IRRIは、最盛期前後で塩水の氾濫が起こった際に起こり得る作物損失のリスクを減らす水の管理技術を開発してきた。加えて、干ばつのリスクを緩和させるために、灌漑に使う水のコストを削減すると同時に、25%もの節水が可能な水田の乾燥、再冠水サイクル技術を開発した。

塩害に強い品種や塩害への対策戦略は、気候が今後さらに厳しくなる可能性があることを考えると、ベトナムにおけるコメの生産量増加プランを実行する上でさらに重要になるだろう。かつてベトナムはコメの純輸入国であったが、ここ20年間におけるコメの生産量は倍増した。2014年、農業と地域発展を担当する大臣は、コメの生産量をさらに増加する国家戦略を発表した。

IRRIプログラムにも組み込まれた、ベトナムにて実施された調査は、各国における気候変動の影響を鑑みた上でのコメの品種改良を目的としていた。例えば、IRRIはインドやネパール、フィリピン、バングラディッシュにて栽培可能な干ばつ耐性品種を開発してきた。

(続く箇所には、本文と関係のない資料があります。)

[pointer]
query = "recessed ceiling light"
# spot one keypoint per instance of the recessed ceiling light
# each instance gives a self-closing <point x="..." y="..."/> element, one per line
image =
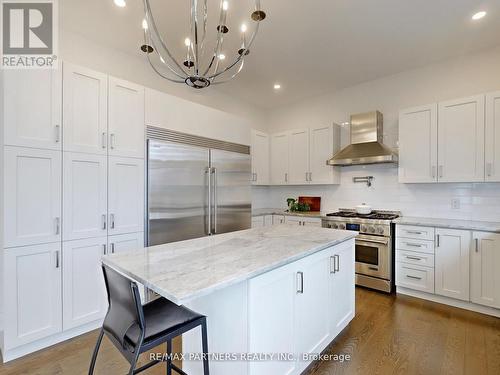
<point x="120" y="3"/>
<point x="479" y="15"/>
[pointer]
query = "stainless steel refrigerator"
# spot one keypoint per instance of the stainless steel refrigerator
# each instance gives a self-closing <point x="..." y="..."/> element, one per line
<point x="196" y="187"/>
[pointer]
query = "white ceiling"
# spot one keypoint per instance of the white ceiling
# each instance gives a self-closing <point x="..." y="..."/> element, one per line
<point x="309" y="46"/>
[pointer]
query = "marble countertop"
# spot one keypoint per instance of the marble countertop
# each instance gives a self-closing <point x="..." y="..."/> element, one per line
<point x="185" y="270"/>
<point x="485" y="226"/>
<point x="282" y="211"/>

同じような仕事は川の氾濫から守る事を目的としており、あるコメ品種は、2週間もの間植物全体が水没しても問題がない「スキューバ」遺伝子が組み込まれた。この品種は川の氾濫が起きやすいミャンマーやラオス、インドネシアに置いて栽培されている。科学者はアフリカにおいてもコメの品種改良を続けている。